S’ouvrant sur un avis de décès, l’ouvrage entreprend ensuite de revenir sur la destruction de l’université française, comme le proclame le titre. Une destruction qui – l’auteur insiste – n’est pas un phénomène, encore moins un processus, mais un choix délibéré, le résultat d’un ensemble de politiques et de décisions. L’auteur revient, dans trois parties, sur les trois grandes tendances de cette destruction. Le premier chapitre, intitulé « l’oubli de l’histoire », est le moins fort : l’auteur retrace la genèse de la condition d’universitaire, un statut qui se forme peu à peu au XIXe siècle et se caractérise avant tout par l’articulation de deux fonctions, le développement des savoirs et leur diffusion dans la société – deux fonctions résumées par le titre même des universitaires : enseignant-chercheur. Christophe Granger montre ensuite comment le modèle libéral américain s’est peu à peu imposé en France, notamment au moment de l’explosion des effectifs étudiants dans les années 1950-1970. C’est le chapitre le moins riche, notamment parce que, paradoxalement, il oublie souvent l’histoire : l’université n’est pas née au début du XIXe siècle, et il aurait été intéressant de revenir sur son histoire, notamment sur le moment médiéval qui a vu à la fois sa naissance et son affirmation. Granger a également tendance à mythifier quelque peu cette université du début du XXe siècle, par exemple lorsqu’il insiste sur son « indépendance » par rapport au pouvoir   .

 

L’université sur le marché

 

C’est dans le deuxième chapitre, « Liquidation totale », que l’auteur en vient vraiment au cœur du problème. De quoi parle-t-on ? D’une soumission de l’université à la logique de l’économie capitaliste et du marché du travail. La science s’efface : désormais, on raisonne en termes d’appels d’offre, de rentabilité, de flexibilité. Les cours doivent répondre aux besoins du marché, pour former de futurs travailleurs : ils doivent être utiles. Au-delà des réformes ponctuelles, de la « Loi relative aux libertés et responsabilités des universités » (LRU) de Valérie Pécresse à la « Loi relative à l'enseignement supérieur et à la recherche » (ESR) de Geneviève Fioraso, on est face à une entreprise globale de dérégulation du système, qui entre en écho avec le tournant ultralibéral des années 80. Derrière, il y a une technique de gouvernement, qui brandit la crise comme une menace permanente imposant, et même exigeant des réformes – la peur, toujours, comme moyen de gouvernement... La crise joue dès lors comme le prétexte des réformes, imposant « un acquiescement dramatique au désastre présent au nom du désastre à venir »   . Avec la LRU, l’État se désengage et les universités doivent s’auto-financer, ce qui leur impose de chercher des capitaux privés et de diminuer leurs dépenses.

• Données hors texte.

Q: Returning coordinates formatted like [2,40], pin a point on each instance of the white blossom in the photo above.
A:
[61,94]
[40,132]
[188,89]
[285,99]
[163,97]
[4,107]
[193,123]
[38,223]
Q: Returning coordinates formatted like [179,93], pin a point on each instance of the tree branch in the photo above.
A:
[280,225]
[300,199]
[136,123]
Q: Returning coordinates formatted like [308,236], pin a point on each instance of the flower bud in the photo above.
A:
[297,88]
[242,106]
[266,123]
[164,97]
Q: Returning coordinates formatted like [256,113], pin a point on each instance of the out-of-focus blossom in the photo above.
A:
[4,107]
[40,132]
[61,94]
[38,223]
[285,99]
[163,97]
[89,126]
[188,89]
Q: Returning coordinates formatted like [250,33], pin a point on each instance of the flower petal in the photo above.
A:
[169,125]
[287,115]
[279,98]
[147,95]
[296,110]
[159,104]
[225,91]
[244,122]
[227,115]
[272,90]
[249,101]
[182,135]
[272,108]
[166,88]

La course à l’excellence, manifestée par les classements des universités, cache en fait une volonté de restructurer le champ universitaire sur le modèle du marché, dominé par la compétition – certains universitaires vont jusqu'à proposer le concept de « désexcellence » pour résister. On « mesure » les universités en fonction du nombre de leurs étudiants, de la taille de leurs campus, des prix remportés par les professeurs. On insiste sur le fait que les enseignements ne doivent plus fournir des savoirs mais bien des compétences, un « capital professionnel »   ; les études ne sont plus un temps à part, permettant de se former un esprit critique, mais une antichambre du temps du travail. L’invasion du discours et de la logique économique se traduit également par une augmentation très sensible des frais d’inscriptions, les étudiants étant de plus en plus considérés comme des clients et les universités comme des entreprises. Les chefs d’entreprise envahissent les conseils d’administration des universités, les passerelles vers le secteur privé se multiplient, les formations « professionnelles » représentent désormais plus de la moitié des diplômes délivrés.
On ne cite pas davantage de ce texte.